One measure of just how good this movie is can be seen by simply listing the cast, or most of them: Matthew Modine, Julianne Moore, Fred Ward, Anne Archer, Buck Henry, Huey Lewis, Lily Tomlin, Tom Waits, Andie MacDowell, Lyle Lovett, Jack Lemmon, Lili Taylor, Robert Downey, Jr., Jennifer Jason Leigh, Chris Penn, Tim Robbins, Madeleine Stowe, and Frances McDormand. There are others, too, including Alex Trebek as himself.
So we have nine stories, some of them connected to each other from the early scenes, others not coming together until much later, some of them hardly connected at all except for chance encounters. The one everyone remembers most vividly is the one that was used in Jindabyne, where some men go fishing in a remote wilderness, discover the body of a nude, murdered woman in the river, and decide there’s no point in trekking out to report it—she’s already dead, right?—so they continue fishing. Seemed reasonable at the time, I guess. Then there is Tim Robbins as a very bad motorcycle cop. Lily Tomlin is a waitress who hits a little boy with her car, tries to help him, but stands helplessly as he walks off. She doesn’t know that an hour later he collapses and is in the hospital, in a coma. Frances McDormand is divorced from a real prize jerk, Peter Gallagher, who visits her house while she’s gone and tears it up with a chain saw. Chris Penn is a pool cleaner married to Jennifer Jason Leigh, who spends all day making money talking on a phone sex line while at the same time putting diapers on the baby. He never says anything about it, but you can see it’s eating at him. Mathew Modine is the doctor treating the injured boy, and he’s married to an artist, Julianne Moore. Bruce Davison is the father of the boy. His own father, Jack Lemmon, who abandoned him 30 years ago, shows up without warning. It’s one hell of a performance by Jack. There are many other stories not quite as easy to summarize. What’s amazing to me is that I had very little trouble keeping up with this huge cast and all their stories, though Altman hops over them very quickly.

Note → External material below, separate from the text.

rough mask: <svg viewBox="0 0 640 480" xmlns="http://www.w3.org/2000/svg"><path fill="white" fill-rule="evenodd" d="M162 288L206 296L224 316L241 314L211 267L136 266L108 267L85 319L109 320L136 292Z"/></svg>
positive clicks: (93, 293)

And looking back over the stories, I hadn’t remembered how many of them involved a man being a real bastard. Not that all the women are blameless victims of their men, but there are not many men here that one would admire. Peter Gallagher and Tim Robbins in particular are total scum. No redeeming qualities. Also Tom Waits as a limo driver and Lily Tomlin’s boyfriend. Also Lyle Lovett as, of all things, a mad birthday cake baker … though both of them surprise me later.
If you’re looking for conventional narrative, go somewhere else. Many of the story threads just stop, and we’re left wondering. Some of the threads, in fact, end in events that will have a severe aftermath, but we never see the aftermath. I say, get over it. All events in our lives have an aftermath, and another after that, and another after that, including your own death, whose aftermath you will not witness, either. A story must end somewhere, and little in life has a discrete dramatic resolution. And this movie is very much about life, not about forcing events into a dramatic scheme. We see events that are almost apocalyptic in their intensity … and then life goes on, as it always does.
This is a pretty damn sexy movie. There are several scenes of full nudity, including a stunning long scene where Julianne Moore proves she is a natural redhead. Not many actresses would have had the guts to play that scene, but again, this is Altman. Throughout there is music, jazz and bluesy jazz, mostly performed by Annie Ross and The Low Note Quintet.
This is Altman’s longest film, by far, and in some ways it can be seen as his masterpiece. Though he has half a dozen others I would also call masterpieces, my personal favorite being M*A*S*H. He has a lot in common with Woody Allen, I think. Not stylistically, and not in subject matter, but in the fact that both were so well-respected that actors of the very top caliber, actors who could earn multi-million dollar fees, were eager to work with them for not much money at all. Just for the privilege of working with him. He’s gone now, but what a legacy of cinema he has left us.